9. Adams Starving Pre-K
Read: Speaking of Mayor Adams, Fola Akinnibi at Bloomberg wrote about the dire state of Pre-K funding in NYC:
Across New York City, larger programs have been forced to tap credit lines, borrow from umbrella organizations and press donors for funds to keep things afloat. Smaller outfits are taking out personal loans, laying off teachers and staff or opting out of the system altogether. So far the CPC has managed to float the early childhood programs’ expenses without taking out loans, but Cheng says her team can’t do this forever. "Staff are getting burnt out," she says. "For smaller agencies that aren’t paying their staff, I don’t know how they’re surviving."
Read more here.
10. Let Teachers Teach?
TWEET: Corey DeAngelis unearthed a provocative email a state legislator in New Hampshire sent a parent:
See the tweet here.
11. Gen Z = Democratic Over-performance?
Read: Steve Shepard at Politico unpacks some new data that suggests younger voters were responsible for Democrats’ surprising midterm results:
Americans under 30 made up one-in-10 voters, down slightly from 12 percent in 2018. But branching out to the Millennial and Gen Z generations, they made up 26 percent of the electorate, up from 23 percent four years earlier.
What’s also notable about young voters is that — despite the historical penalty typically paid by the party in power — Democrats actually increased their vote share among those under 30, winning 65 percent of them, up from 62 percent in 2020, according to Catalist modeling of voter-file data.

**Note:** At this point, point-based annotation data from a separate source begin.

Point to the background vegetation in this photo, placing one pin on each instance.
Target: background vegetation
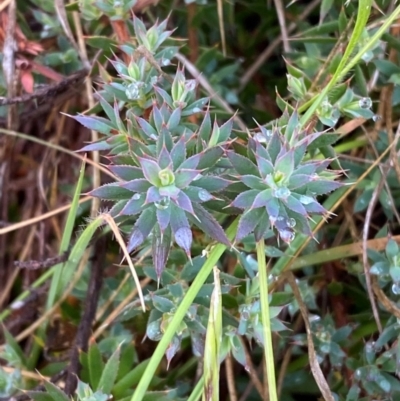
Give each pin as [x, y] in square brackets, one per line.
[265, 136]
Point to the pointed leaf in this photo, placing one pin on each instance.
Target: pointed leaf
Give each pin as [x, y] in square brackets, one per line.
[101, 145]
[245, 199]
[262, 198]
[95, 123]
[150, 170]
[133, 206]
[142, 228]
[178, 153]
[248, 222]
[110, 372]
[127, 173]
[293, 204]
[160, 249]
[181, 229]
[253, 182]
[183, 177]
[209, 225]
[183, 201]
[139, 185]
[242, 164]
[163, 218]
[113, 191]
[322, 187]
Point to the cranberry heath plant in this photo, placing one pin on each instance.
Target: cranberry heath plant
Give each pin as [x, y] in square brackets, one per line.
[172, 173]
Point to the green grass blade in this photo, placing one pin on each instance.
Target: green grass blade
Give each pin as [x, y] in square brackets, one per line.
[180, 313]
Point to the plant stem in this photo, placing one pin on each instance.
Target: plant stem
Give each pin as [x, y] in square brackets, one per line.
[180, 313]
[267, 333]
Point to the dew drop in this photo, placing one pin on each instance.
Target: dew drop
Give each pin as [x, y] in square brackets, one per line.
[287, 235]
[282, 193]
[204, 195]
[396, 288]
[132, 91]
[306, 200]
[365, 103]
[163, 203]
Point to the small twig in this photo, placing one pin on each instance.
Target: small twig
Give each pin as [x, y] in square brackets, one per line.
[274, 44]
[85, 325]
[280, 11]
[42, 264]
[315, 368]
[230, 377]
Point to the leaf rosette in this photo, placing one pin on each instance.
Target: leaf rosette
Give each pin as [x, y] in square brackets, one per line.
[282, 186]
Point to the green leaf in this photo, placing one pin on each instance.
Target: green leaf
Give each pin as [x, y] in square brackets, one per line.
[110, 372]
[56, 393]
[95, 123]
[95, 365]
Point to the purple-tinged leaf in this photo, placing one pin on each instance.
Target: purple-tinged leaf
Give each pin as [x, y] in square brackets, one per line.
[285, 163]
[273, 209]
[152, 195]
[150, 170]
[183, 177]
[102, 145]
[160, 249]
[183, 201]
[291, 128]
[172, 349]
[174, 119]
[209, 225]
[265, 166]
[95, 123]
[293, 204]
[134, 206]
[164, 95]
[242, 164]
[157, 118]
[210, 157]
[137, 148]
[205, 128]
[117, 208]
[260, 150]
[262, 227]
[163, 218]
[127, 173]
[112, 191]
[178, 153]
[253, 182]
[170, 191]
[306, 169]
[164, 158]
[322, 187]
[245, 199]
[196, 194]
[147, 128]
[191, 163]
[298, 180]
[212, 183]
[183, 237]
[225, 130]
[299, 152]
[138, 185]
[274, 145]
[301, 223]
[248, 222]
[262, 198]
[195, 107]
[315, 208]
[142, 229]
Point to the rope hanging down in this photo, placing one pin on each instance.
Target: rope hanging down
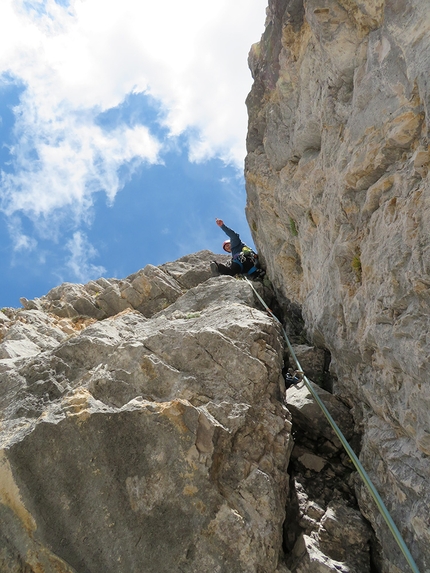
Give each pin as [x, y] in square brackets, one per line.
[354, 459]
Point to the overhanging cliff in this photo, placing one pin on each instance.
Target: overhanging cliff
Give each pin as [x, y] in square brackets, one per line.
[339, 206]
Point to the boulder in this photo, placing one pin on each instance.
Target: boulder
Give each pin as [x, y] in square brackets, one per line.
[156, 443]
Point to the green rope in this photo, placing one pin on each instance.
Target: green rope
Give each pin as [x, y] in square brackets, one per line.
[354, 459]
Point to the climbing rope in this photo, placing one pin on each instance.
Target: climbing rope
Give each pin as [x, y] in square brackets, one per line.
[354, 459]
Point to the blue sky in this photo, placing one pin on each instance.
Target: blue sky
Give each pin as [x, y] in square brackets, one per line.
[123, 133]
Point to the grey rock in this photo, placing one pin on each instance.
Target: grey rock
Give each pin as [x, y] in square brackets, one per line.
[338, 204]
[144, 442]
[309, 416]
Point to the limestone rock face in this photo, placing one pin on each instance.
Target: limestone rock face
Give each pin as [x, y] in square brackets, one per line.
[339, 207]
[152, 440]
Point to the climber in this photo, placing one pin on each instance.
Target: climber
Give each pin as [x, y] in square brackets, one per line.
[243, 259]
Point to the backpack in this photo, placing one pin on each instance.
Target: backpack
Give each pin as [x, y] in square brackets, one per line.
[248, 260]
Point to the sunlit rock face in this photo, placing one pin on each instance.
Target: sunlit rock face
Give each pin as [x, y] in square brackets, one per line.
[137, 439]
[339, 207]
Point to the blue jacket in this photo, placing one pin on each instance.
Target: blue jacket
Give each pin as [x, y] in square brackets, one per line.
[236, 244]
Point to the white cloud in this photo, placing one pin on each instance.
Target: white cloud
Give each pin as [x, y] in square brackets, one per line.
[81, 252]
[79, 60]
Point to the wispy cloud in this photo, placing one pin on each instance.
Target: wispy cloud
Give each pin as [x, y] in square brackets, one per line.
[78, 58]
[81, 253]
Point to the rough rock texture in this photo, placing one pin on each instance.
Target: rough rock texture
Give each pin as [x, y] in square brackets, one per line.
[146, 441]
[339, 207]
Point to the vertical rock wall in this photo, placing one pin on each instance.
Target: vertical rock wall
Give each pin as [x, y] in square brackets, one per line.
[339, 207]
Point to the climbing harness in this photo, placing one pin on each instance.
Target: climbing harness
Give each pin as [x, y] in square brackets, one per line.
[247, 255]
[354, 459]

Combined with 2018, it’s the first time Democrats have exceeded 60 percent among young voters in two consecutive midterms. The Catalist report suggests that young voters may be uniquely turned off by Trump’s version of the Republican Party, in an inverse of how voters who came of age during Franklin Roosevelt and Ronald Reagan’s administrations tended to remain Democrats and Republicans, respectively, throughout their lives.
Read more here.
12. Oakland Fallout
Read: Mike Antonucci penned a piece in The 74 about the fallout from the teacher strike in Oakland:
The union went on an unfair labor practice strike despite having three teacher union activists on the school board. It claimed to be bargaining for the common good even though the common people were woefully underrepresented in negotiations. Lakisha Young, founder of the parent advocacy group The Oakland REACH, wrote in a recent newsletter that her organization "has organized and mobilized hundreds of district parents and none of us have been a part of the process.”
She added, "OEA is replaying tactics Los Angeles Unified School District (LAUSD) parents and students just experienced: say on repeat that the district is bargaining in ‘bad faith,’ avoid fact-finding, mediation, impasse and then strike!”
He detailed the cozy relationship between the current school board and the union:
It’s true that all three of the named board members received union campaign contributions, but that’s just a standard public policy issue. These three have unique relationships with teachers unions.
Bachelor is employed as a lead organizer for the California Federation of Teachers.
Brouhard is the former secretary of the Oakland Education Associationand sat on its executive board at least through the 2021 school year.
Williams was elected to the California Teachers Association board of directors in October, after serving as treasurer of United Educators San Francisco and a member of the National Education Association board of directors.